An admitted attorney and conveyancer resigned after claiming that her firm of attorneys had not discussed a commission structure with her, as stipulated in her contract of employment. In addition, they had not paid her commission for several months.
She claimed that she had undergone a constructive dismissal because this had rendered her employment intolerable. The CCMA Commissioner noted that the test for constructive dismissal is if the employer – by their actions – had made the employment relationship intolerable and not if the employee had no option but to resign.
For a claim of constructive dismissal to succeed, it must be proven that a reasonable alternative to resignation did not exist. The employee had relied mainly on her contractual rights to make her case.
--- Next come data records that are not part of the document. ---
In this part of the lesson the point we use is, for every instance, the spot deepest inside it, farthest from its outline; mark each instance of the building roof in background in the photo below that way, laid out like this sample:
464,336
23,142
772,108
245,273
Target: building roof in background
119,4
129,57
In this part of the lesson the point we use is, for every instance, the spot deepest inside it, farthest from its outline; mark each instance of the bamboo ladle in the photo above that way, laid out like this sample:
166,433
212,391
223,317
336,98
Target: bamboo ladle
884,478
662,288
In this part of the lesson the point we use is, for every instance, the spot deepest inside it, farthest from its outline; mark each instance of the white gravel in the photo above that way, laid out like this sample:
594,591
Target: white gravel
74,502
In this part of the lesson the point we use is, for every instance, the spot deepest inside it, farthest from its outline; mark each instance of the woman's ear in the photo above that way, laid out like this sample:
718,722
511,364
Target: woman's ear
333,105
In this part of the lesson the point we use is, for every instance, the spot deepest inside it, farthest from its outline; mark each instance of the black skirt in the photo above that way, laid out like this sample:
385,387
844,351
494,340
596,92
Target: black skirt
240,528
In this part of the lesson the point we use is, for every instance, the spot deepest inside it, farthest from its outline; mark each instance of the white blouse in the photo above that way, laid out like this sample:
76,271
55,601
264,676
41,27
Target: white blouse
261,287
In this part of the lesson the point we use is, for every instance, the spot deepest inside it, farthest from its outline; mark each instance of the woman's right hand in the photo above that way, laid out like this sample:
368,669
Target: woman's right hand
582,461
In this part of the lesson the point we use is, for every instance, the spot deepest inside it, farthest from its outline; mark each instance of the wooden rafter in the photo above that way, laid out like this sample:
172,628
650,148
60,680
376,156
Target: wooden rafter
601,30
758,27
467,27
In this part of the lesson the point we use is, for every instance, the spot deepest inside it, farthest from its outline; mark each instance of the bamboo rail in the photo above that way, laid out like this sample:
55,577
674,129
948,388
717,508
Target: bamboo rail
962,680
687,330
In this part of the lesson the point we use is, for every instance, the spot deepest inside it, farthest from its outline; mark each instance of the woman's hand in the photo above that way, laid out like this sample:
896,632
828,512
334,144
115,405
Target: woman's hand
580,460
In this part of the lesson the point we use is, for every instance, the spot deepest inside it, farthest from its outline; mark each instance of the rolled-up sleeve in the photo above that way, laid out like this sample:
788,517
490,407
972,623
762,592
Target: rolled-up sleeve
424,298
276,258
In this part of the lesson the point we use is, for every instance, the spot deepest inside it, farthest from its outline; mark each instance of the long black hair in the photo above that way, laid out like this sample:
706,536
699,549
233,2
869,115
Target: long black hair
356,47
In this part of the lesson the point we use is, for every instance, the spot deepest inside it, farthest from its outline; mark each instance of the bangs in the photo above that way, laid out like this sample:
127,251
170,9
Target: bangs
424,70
After the employer had lost a substantial amount of money through irregularities committed by a former bookkeeper, a senior partner had discussed the issue of commissions with the employee. After this discussion, she had resigned without notice.*
The Commissioner found that the contract did not give the employee a right to commission over and above her salary. It was held that the employee failed to prove that she was dismissed.
The employee’s case was dismissed.
* The employee had committed herself to repayments on the purchase of a luxury car. The moment she realised that her employer was under financial stress, she left without working the required notice to begin working for another firm of attorneys.